Drip. Drip. Drip. Drip.
Your eyes spring open. Everything is dark. You frantically look around for whatever woke you up. The faucet is leaking. Again. No matter how new, expensive, or well maintained, that faucet just leaks. It's designed that way.
The same is true of the flaws in your API designs.
Don't worry, this isn't a conspiracy theory. The faucet companies aren't out to drive you mad. It's just a design flaw. Their faucet has specific manufacturing tolerances to keep prices low. An inner seal is on the small side of acceptable, while the outer seal is on the bigger side. You tighten everything up. But you know it's going to happen again. The design is flawed, and your faucet leaks.
The design was completely intentional. The consequences to you weren't. Engineers performed studies on tolerances for the parts to balance costs and quality. Your faucet is a very complex failure in a small package.
Complex failures are maddeningly difficult to prevent. Their preconditions are specific and numerous. Ultimately, this makes them very rare. Is it rare enough?
There are two main factors that contributed in a variety of ways:
- Assumptions: The engineers assumed if both parts were within tolerances, the whole faucet would work. But they didn't take into account relative tolerances for the spaces between. They assumed the design specified enough. It didn't.
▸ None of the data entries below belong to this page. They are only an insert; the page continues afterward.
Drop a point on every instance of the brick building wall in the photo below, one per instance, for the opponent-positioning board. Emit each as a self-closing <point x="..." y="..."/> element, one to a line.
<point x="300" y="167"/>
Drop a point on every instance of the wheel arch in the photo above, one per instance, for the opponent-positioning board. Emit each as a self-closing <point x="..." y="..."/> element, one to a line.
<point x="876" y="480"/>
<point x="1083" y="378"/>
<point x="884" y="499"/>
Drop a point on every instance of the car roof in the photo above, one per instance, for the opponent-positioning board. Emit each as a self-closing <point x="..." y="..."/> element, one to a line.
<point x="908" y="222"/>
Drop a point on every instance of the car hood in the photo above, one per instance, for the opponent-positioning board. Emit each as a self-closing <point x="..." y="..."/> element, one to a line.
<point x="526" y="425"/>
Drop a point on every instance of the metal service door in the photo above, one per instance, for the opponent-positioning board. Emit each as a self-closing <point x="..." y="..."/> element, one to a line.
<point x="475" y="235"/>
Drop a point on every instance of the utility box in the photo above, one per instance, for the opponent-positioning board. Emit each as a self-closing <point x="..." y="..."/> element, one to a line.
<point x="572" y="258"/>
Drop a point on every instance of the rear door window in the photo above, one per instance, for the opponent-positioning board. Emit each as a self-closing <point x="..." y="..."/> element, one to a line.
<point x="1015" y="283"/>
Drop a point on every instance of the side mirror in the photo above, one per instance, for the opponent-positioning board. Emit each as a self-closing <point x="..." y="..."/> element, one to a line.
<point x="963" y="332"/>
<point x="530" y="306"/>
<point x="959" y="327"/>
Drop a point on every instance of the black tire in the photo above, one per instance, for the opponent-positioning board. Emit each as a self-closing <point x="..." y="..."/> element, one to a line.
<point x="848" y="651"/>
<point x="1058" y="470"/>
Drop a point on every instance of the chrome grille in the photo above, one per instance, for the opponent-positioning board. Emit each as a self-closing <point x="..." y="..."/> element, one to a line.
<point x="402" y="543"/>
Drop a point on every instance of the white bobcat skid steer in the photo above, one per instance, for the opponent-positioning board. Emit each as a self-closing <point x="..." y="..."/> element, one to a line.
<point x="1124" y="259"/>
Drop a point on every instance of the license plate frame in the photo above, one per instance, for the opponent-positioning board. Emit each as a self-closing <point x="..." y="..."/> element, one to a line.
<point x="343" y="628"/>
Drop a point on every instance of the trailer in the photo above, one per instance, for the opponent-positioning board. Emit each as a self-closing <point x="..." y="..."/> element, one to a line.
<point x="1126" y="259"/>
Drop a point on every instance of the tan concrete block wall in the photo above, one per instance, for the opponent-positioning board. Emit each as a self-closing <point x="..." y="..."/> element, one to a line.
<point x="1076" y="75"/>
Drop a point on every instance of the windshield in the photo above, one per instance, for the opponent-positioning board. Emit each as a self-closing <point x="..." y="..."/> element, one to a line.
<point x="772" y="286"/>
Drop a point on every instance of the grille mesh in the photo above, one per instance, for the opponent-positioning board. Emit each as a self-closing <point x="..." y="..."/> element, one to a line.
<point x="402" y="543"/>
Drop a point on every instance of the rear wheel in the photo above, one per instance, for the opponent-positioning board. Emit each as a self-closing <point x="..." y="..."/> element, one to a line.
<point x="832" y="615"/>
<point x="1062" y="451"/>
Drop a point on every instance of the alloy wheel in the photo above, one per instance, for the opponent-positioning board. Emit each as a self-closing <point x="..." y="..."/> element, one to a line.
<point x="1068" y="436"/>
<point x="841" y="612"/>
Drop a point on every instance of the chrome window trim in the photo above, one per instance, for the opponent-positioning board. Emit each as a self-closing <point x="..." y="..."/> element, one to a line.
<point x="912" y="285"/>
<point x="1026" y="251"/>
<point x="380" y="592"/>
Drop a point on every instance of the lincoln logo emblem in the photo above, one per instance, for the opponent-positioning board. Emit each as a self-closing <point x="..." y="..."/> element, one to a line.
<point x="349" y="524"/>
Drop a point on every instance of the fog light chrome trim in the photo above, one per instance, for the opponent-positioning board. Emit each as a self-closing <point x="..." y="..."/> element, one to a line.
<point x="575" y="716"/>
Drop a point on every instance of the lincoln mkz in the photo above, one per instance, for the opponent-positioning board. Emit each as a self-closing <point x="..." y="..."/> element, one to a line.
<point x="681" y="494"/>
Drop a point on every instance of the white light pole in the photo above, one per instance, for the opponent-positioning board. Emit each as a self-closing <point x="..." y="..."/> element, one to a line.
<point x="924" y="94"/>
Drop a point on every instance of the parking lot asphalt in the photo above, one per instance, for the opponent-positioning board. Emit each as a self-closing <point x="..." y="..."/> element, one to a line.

- Tolerance Objectives: The primary design goal for the faucet was to keep prices low. The intention was to create a functional, low-cost faucet, and the price was most important. They created leaky failure scenarios when they compromised the functional design objective.
Engineers make tolerance assumptions and balance them against costs to manufacture. The design is responsible for this leaking failure even though it's far removed in both time and space.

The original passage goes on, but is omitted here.